Class LeafReader

  • All Implemented Interfaces:
    Closeable, AutoCloseable
    Direct Known Subclasses:
    CodecReader, FilterLeafReader, ParallelLeafReader

    public abstract class LeafReader
    extends IndexReader
    LeafReader is an abstract class, providing an interface for accessing an index. Search of an index is done entirely through this abstract interface, so that any subclass which implements it is searchable. IndexReaders implemented by this subclass do not consist of several sub-readers, they are atomic. They support retrieval of stored fields, doc values, terms, and postings.

    For efficiency, in this API documents are often referred to via document numbers, non-negative integers which each name a unique document in the index. These document numbers are ephemeral -- they may change as documents are added to and deleted from an index. Clients should thus not rely on a given document having the same number between sessions.

    NOTE: IndexReader instances are completely thread safe, meaning multiple threads can call any of its methods, concurrently. If your application requires external synchronization, you should not synchronize on the IndexReader instance; use your own (non-Lucene) objects instead.

    • Constructor Detail

      • LeafReader

        protected LeafReader()
        Sole constructor. (For invocation by subclass constructors, typically implicit.)
    • Method Detail

      • getContext

        public final LeafReaderContext getContext()
        Description copied from class: IndexReader
        Expert: Returns the root IndexReaderContext for this IndexReader's sub-reader tree.

        Iff this reader is composed of sub readers, i.e. this reader being a composite reader, this method returns a CompositeReaderContext holding the reader's direct children as well as a view of the reader tree's atomic leaf contexts. All sub- IndexReaderContext instances referenced from this readers top-level context are private to this reader and are not shared with another context tree. For example, IndexSearcher uses this API to drive searching by one atomic leaf reader at a time. If this reader is not composed of child readers, this method returns an LeafReaderContext.

        Note: Any of the sub-CompositeReaderContext instances referenced from this top-level context do not support CompositeReaderContext.leaves(). Only the top-level context maintains the convenience leaf-view for performance reasons.

        Specified by:
        getContext in class IndexReader
      • getCoreCacheHelper

        public abstract IndexReader.CacheHelper getCoreCacheHelper()
        Optional method: Return a IndexReader.CacheHelper that can be used to cache based on the content of this leaf regardless of deletions. Two readers that have the same data but different sets of deleted documents or doc values updates may be considered equal. Consider using IndexReader.getReaderCacheHelper() if you need deletions or dv updates to be taken into account.

        A return value of null indicates that this reader is not suited for caching, which is typically the case for short-lived wrappers that alter the content of the wrapped leaf reader.

        WARNING: This API is experimental and might change in incompatible ways in the next release.
      • docFreq

        public final int docFreq​(Term term)
                          throws IOException
        Description copied from class: IndexReader
        Returns the number of documents containing the term.

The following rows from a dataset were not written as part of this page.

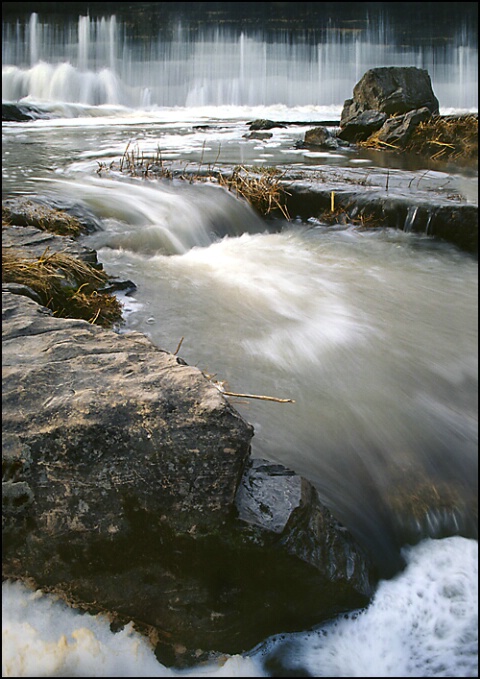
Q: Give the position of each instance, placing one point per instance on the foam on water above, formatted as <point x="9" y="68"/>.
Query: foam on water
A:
<point x="423" y="622"/>
<point x="161" y="217"/>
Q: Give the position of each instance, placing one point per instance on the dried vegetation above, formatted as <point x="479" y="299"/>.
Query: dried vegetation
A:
<point x="43" y="218"/>
<point x="69" y="287"/>
<point x="451" y="137"/>
<point x="261" y="187"/>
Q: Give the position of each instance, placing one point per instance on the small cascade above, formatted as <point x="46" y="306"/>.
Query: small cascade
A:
<point x="158" y="218"/>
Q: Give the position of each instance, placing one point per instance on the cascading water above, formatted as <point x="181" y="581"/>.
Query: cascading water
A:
<point x="372" y="332"/>
<point x="94" y="61"/>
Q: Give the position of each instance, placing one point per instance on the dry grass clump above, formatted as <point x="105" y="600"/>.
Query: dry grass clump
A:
<point x="448" y="138"/>
<point x="66" y="285"/>
<point x="262" y="189"/>
<point x="258" y="186"/>
<point x="43" y="218"/>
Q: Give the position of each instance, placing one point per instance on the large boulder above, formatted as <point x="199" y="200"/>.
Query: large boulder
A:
<point x="392" y="90"/>
<point x="385" y="92"/>
<point x="128" y="489"/>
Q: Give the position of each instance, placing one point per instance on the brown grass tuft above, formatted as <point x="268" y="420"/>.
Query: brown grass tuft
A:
<point x="66" y="285"/>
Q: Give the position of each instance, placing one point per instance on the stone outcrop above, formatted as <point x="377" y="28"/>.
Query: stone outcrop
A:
<point x="128" y="488"/>
<point x="392" y="90"/>
<point x="380" y="101"/>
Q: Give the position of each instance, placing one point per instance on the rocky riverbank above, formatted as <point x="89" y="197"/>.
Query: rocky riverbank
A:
<point x="128" y="489"/>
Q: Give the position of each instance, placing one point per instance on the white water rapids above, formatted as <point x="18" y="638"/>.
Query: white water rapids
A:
<point x="373" y="333"/>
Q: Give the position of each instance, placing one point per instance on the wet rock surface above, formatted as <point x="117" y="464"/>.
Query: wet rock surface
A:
<point x="128" y="489"/>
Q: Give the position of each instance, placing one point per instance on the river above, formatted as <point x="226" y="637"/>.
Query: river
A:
<point x="372" y="333"/>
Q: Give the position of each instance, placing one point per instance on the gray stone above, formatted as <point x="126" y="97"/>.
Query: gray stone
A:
<point x="396" y="131"/>
<point x="393" y="90"/>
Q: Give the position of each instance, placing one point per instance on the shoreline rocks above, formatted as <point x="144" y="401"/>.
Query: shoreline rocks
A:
<point x="128" y="489"/>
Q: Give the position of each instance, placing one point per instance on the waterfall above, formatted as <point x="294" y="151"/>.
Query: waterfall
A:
<point x="219" y="65"/>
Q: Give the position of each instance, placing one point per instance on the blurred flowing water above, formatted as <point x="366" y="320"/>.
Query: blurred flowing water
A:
<point x="373" y="334"/>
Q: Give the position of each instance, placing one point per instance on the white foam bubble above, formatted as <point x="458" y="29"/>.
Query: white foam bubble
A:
<point x="422" y="623"/>
<point x="42" y="637"/>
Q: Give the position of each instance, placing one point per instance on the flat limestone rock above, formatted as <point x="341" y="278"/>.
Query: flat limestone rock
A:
<point x="123" y="475"/>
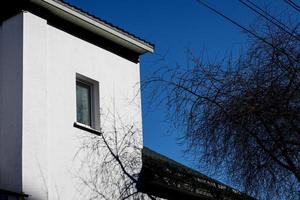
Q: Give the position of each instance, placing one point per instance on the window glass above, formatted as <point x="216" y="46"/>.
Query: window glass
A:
<point x="83" y="101"/>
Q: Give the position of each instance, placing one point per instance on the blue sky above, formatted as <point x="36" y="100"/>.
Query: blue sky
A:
<point x="175" y="26"/>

This method returns 0 if the term or field does not exists. This method does not take into account deleted documents that have not yet been merged away.
        Specified by:
        docFreq in class IndexReader
        Throws:
        IOException
        See Also:
        TermsEnum.docFreq()
      • totalTermFreq

        public final long totalTermFreq​(Term term)
                                 throws IOException
        Returns the number of documents containing the term t. This method returns 0 if the term or field does not exists. This method does not take into account deleted documents that have not yet been merged away.
        Specified by:
        totalTermFreq in class IndexReader
        Throws:
        IOException
      • getDocCount

        public final int getDocCount​(String field)
                              throws IOException
        Description copied from class: IndexReader
        Returns the number of documents that have at least one term for this field. Note that, just like other term measures, this measure does not take deleted documents into account.
        Specified by:
        getDocCount in class IndexReader
        Throws:
        IOException
        See Also:
        Terms.getDocCount()
      • getBinaryDocValues

        public abstract BinaryDocValues getBinaryDocValues​(String field)
                                                    throws IOException
        Returns BinaryDocValues for this field, or null if no binary doc values were indexed for this field. The returned instance should only be used by a single thread.
        Throws:
        IOException
      • getVectorValues

        public abstract VectorValues getVectorValues​(String field)
                                              throws IOException
        Returns VectorValues for this field, or null if no VectorValues were indexed. The returned instance should only be used by a single thread.
        Throws:
        IOException
        WARNING: This API is experimental and might change in incompatible ways in the next release.
      • searchNearestVectors

        public abstract TopDocs searchNearestVectors​(String field,
                                                     float[] target,
                                                     int k,
                                                     Bits acceptDocs,
                                                     int visitedLimit)
                                              throws IOException
        Return the k nearest neighbor documents as determined by comparison of their vector values for this field, to the given vector, by the field's similarity function. The score of each document is derived from the vector similarity in a way that ensures scores are positive and that a larger score corresponds to a higher ranking.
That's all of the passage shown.